Protesta il presidente dell’associazione di quartiere: strade in balia di automobilisti maleducati

TERAMO. Un quartiere in abbandono: segnaletica stradale inesistente, strade in balia di automobilisti poco rispettosi delle regole, controlli inesistenti da parte degli organi competenti. Sintetizza così la situazione della viabilità e di altri problemi il presidente dell’associazione Quartiere Gammarana Alfonso Marcozzi, in una lettera di protesta inviata al Comune.
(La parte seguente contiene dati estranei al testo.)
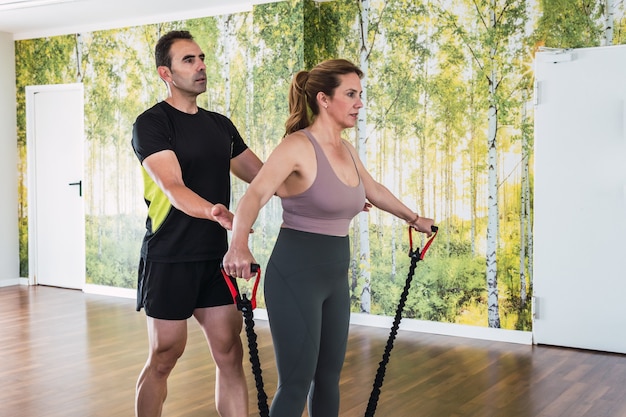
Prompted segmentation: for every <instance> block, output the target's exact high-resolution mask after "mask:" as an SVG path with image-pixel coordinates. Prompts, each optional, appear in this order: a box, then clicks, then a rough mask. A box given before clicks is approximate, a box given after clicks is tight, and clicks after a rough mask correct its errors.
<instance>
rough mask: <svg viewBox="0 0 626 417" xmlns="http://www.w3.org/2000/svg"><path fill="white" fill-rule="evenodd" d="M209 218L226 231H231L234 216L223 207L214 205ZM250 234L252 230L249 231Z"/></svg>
mask: <svg viewBox="0 0 626 417" xmlns="http://www.w3.org/2000/svg"><path fill="white" fill-rule="evenodd" d="M211 216H213V219H214V220H215V221H216V222H217V223H219V224H220V225H221V226H222V227H223V228H224V229H226V230H233V218H234V217H235V215H234V214H233V213H231V212H230V211H229V210H228V209H227V208H226V206H225V205H223V204H220V203H218V204H215V205H214V206H213V208H212V209H211ZM250 233H254V230H253V229H250Z"/></svg>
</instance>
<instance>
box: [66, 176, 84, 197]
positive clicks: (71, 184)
mask: <svg viewBox="0 0 626 417" xmlns="http://www.w3.org/2000/svg"><path fill="white" fill-rule="evenodd" d="M69 185H78V196H79V197H82V196H83V181H82V180H80V181H78V182H70V183H69Z"/></svg>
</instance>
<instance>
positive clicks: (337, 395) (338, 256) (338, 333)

La nota si riferisce in particolare «alla totale carenza di segnaletica stradale», cosa che induce molti cittadini ad occupare «in maniera indiscriminata spezi per pedoni, procurando pericolo di incidenti». Secondo Marcozzi , in diversi momenti della giornata all’incrocio tra via De Jacobis e via Tripoti «è impossibile spostarsi a piedi e con i mezzi a motore, costretti a bypassare automobili ammucchiate ai bordi delle strade e in prossimità dell’incrocio». Altro problema riguarda la sosta selvaggia in via Romualdi, dove molti frequentatori del circolo tennis «lasciano i propri mezzi a motore occupando spazi per i pedoni e creando, nel contempo, pericolo continuo in prossimità degli incroci». Per ovviare a tale problema «basterebbe», sostiene il presidente dell’associazione, «che gli organi preposti alla manutenzione risistemassero la segnaletica stradale degna di un paese civile e che egli organi di controllo ponessero un minimo di attenzione». Il percorso ciclo-pedonale che corre in alcune vie del quartiere «ha le ore contate», sostiene Marcozzi, «visto che la segnaletica a terra è in fase di estinzione, che i diversi segnali fissi sono stati divelti e rimossi, e che prolifera la maleducazione quotidiana con l’uso degli spazi ciclo-pedonali a parcheggio dei mezzi a motore». Inoltre Marcozzi chiede di ripristinare l’illuminazione in via Tripoti e di sistemare il campetto adiacente la scuola De Jacobis, luogo di aggregazione per gli abitanti del quartiere.